Thanks for the suggestion.

Yes, that's doable, I made it this way because in previous series (V1
& V2) I applied the bulk move patch first which needed and introduced
the `prev` variable here, so the prefetch logic just used it.
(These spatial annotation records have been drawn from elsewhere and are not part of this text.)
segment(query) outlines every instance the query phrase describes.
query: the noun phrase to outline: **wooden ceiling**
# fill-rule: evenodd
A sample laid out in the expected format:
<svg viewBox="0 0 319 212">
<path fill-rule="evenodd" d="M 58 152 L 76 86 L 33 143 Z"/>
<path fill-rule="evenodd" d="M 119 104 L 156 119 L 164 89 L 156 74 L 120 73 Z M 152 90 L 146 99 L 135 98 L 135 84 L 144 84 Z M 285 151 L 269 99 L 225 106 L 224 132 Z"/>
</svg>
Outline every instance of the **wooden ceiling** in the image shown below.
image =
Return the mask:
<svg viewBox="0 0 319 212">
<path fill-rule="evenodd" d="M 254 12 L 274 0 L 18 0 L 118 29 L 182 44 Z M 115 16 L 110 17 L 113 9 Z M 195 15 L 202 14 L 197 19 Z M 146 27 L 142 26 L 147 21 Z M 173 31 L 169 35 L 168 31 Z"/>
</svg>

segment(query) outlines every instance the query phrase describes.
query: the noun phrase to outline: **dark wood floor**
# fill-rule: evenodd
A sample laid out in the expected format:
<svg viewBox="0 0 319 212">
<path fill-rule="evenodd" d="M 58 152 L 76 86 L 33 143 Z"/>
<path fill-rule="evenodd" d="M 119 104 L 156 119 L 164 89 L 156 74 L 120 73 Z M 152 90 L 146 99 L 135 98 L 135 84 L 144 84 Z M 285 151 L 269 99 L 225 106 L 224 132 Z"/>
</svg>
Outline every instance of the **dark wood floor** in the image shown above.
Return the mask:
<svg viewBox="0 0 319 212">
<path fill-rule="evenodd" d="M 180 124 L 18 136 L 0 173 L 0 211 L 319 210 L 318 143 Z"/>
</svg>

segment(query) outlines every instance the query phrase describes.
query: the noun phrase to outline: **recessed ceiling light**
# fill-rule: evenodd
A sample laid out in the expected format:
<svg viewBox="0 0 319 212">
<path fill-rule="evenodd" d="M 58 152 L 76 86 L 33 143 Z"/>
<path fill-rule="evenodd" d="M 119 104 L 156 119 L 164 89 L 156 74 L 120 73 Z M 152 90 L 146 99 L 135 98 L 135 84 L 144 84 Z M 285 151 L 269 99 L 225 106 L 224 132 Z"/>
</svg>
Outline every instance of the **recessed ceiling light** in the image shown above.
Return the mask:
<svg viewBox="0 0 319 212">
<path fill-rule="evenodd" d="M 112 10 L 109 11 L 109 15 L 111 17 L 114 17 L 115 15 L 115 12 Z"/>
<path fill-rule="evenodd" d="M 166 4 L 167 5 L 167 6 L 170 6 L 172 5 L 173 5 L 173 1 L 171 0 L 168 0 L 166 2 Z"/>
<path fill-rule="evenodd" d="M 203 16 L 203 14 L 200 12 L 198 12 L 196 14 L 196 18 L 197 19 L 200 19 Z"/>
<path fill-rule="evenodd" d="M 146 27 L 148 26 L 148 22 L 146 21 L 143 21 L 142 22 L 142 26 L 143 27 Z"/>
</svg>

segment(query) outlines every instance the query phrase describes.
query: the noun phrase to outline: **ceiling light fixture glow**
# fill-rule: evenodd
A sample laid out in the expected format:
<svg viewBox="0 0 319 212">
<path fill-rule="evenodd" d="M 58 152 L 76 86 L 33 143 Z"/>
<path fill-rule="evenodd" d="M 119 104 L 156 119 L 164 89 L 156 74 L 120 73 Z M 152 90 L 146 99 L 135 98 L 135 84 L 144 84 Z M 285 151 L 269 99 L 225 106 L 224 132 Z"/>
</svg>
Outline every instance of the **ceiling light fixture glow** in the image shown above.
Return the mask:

For V3 I did a rebase and moved the prefetch commit to be the first
one, since it seems to be the most effective one, and just kept the
code style to avoid redundant change between patches.

I can update in V4 to make this individual patch better with your suggestion.